Das zumeist ein Wohnberechtigungsschein benötigt wird, um eine sozial gebundene / öffentlich geförderte Wohnung als Mieter zu beziehen ist wohl allgemein bekannt. Den wenigsten Mietern ist jedoch bewusst, dass es grundsätzlich die gesetzliche Möglichkeit gibt „Abgabegebühren“ zu erheben von jenen die „Zuviel“ verdienen.
Die gute Nachricht, in der Regel verzichten die Kommunen – derzeit noch – auf Erhebung dieser „Abgabegebühren“, weil der Verwaltungsaufwand in keiner Relation zu den zu erzielenden Einnahmen steht. Im Rahmen der derzeitigen politischen Diskussionen über Mangel an Sozialwohnungen kann aber niemand verlässlich sagen, wie lange diese wirtschaftlichen Gründe noch Relevanz haben werden. Politische Ziele und wirtschaftliche Vernunft sind aus meiner Erfahrung nur selten Deckungsgleich.
Leider!
Die Abgabegebühr, welche auch Fehlbelegungsabgabe genannt wird, ist in einigen Städten und Gemeinden in den letzten Jahren „abgeschafft“ worden. Kehrt nun die „Gebühr“ zurück, um bei Überschreitung von Einkommensgrenzen die „Fehlbeleger“ (aus Gesetzestext) zur Kasse zu bitten?
Dabei ist in einer Stadt, wie z.B. Trier mit qualifiziertem Mietspiegel und Kappungsgrenze für Vermieter und Mieter, die Rechtslage – aus meiner Sicht – schon jetzt für den Laien-Mieter undurchsichtig genug. Durch eine Wiedereinführung einer Fehlbelegungsabgabe würde es dann erst richtig „komplex“. Neben Vermieter und Mieter treten dann die kommunale Verwaltung und die Arbeitgeber von Mietern als neue Mitspieler im Vermietungskarusell auf. Für den Anwalt sicherlich ein zusätzliches Tätigkeitsfeld, aber für Vermieter und Mieter eine zu erwartende Überbürokratisierung, die nicht zu beherrschen sein wird, zumindest auf der derzeitigen rechtlichen Basis. Aber der politische Aktionismus ist grenzenlos und nichts ist auszuschließen.
Der gesetzliche Rahmen
Die betroffene Gesetzgebung entstammt dem
- Wohnungsbaugesetz 26. April 1950
- Wohnungsbaugesetz 28. Juni 1954
- Dem daraus resultierenden Gesetz zur Reform des Wohnungsbaurechts
- Wohnraumförderungsgesetz
- Wohnungsbindungsgesetz
- Fehlbelegungsabgabegesetz oder Normen Länder (z.b. Hessen: FBAG)

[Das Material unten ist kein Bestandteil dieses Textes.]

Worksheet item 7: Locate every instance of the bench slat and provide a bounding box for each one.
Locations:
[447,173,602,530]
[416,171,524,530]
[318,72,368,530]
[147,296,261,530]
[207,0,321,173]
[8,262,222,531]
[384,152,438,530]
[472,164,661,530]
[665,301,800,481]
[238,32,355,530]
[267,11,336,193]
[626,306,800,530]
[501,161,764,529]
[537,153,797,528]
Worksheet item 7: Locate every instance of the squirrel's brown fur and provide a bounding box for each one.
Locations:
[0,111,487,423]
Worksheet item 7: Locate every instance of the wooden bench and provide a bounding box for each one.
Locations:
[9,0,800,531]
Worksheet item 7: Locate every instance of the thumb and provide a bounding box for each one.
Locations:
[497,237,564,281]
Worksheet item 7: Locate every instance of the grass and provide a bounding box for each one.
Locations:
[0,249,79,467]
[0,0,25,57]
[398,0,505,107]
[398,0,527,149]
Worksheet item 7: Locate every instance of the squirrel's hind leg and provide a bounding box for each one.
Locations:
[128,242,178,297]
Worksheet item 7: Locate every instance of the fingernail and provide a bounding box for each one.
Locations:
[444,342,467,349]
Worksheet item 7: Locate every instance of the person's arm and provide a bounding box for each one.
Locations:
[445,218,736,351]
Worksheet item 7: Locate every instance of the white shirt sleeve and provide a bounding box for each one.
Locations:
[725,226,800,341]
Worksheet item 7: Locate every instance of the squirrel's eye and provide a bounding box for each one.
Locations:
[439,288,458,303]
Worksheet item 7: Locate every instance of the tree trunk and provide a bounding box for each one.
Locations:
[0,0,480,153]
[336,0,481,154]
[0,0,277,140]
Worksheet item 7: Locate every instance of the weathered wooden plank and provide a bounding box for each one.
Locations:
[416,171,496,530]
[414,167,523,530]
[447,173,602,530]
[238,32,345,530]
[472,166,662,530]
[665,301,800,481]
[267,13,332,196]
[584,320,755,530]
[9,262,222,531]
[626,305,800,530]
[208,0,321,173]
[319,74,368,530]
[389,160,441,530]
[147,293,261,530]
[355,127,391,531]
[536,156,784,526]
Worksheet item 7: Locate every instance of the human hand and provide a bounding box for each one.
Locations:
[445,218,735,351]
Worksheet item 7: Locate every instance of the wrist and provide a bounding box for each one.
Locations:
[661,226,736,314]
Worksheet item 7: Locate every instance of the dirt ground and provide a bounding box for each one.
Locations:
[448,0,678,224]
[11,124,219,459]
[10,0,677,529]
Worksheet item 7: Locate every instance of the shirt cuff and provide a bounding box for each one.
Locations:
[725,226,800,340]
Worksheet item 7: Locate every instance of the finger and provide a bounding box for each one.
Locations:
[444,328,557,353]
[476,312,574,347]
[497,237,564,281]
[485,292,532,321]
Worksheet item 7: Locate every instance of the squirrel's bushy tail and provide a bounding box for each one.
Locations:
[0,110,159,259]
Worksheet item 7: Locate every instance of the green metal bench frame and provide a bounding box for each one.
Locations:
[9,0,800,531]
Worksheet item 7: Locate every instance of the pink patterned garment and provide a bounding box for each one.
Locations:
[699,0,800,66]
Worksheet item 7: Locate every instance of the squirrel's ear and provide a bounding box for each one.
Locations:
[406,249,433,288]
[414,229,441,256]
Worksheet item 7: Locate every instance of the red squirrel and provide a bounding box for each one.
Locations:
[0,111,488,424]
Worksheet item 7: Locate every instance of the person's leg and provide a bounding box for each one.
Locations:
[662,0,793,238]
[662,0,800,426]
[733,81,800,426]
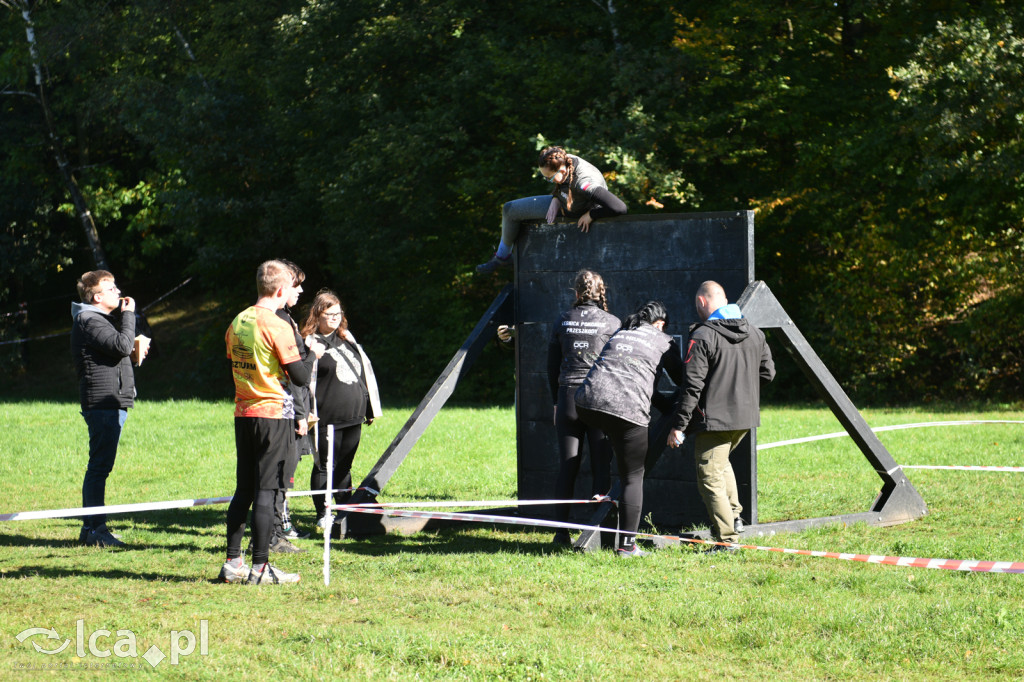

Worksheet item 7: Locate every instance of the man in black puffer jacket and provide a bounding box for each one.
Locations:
[71,270,141,547]
[669,281,775,550]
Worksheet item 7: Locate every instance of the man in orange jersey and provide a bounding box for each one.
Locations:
[219,260,324,585]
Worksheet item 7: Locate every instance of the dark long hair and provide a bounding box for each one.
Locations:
[537,146,575,211]
[572,269,608,312]
[623,301,669,329]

- Dem jeweiligen Länderrecht, für Rheinlandpfalz: Landeswohnraumförderungsgesetz
Definitionen
Der soziale Wohnungsbau ist die staatlich geförderte Schaffung eines Wohnungsangebots für bestimmte Zielgruppen innerhalb der Bevölkerung, welche nicht über ausreichende eigene Mittel verfügen, um auf dem freien Markt eine eigene Haushaltsführung zu bewerkstelligen. Zielgruppen können sein: Familien, Schwangere, Menschen mit Beeinträchtigungen, Pflegebedürftige, etc.
Die Fehlbelegungsabgabe wird als Gebühr den Haushalten auferlegt, die das Wohnungsangebot des sozialen / öffentlich geförderten Wohnungsbaus wahrnehmen, aber nicht zu den entsprechenden Zielgruppen der Bevölkerung zugehörig sind, zu deren Absicherung die Fördermittel bereitgestellt wurden.
Die Abgabe erfolgt gestaffelt, für die nicht den Zielgruppen zugehörigen Teile der Bevölkerung, in Abhängigkeit zu den erzielten Einkommensverhältnissen innerhalb des betroffenen Haushalts. Es wird je nach prozentualer Überschreitung der Einkommensgrenzen ein Betrag nach Quadratmetern erhoben.
Die soziale Wohnungsbindung bezeichnet, die zeitliche Dauer der Auflagen, die mit der öffentlichen Finanzierung obligatorisch eingegangen wurden. Ein vorzeitiges Abweichen von eingegangenen Verpflichtungen ist nicht vorgesehen. Auch dann nicht, wenn öffentliche Darlehen zurückerstattet wurden.
Kontext
Die Fehlbelegungsabgabe ist im eigentlichen Sinne nicht „abgeschafft“ worden, sondern es wurde bisher lediglich darauf verzichtet Gebühren zu erheben.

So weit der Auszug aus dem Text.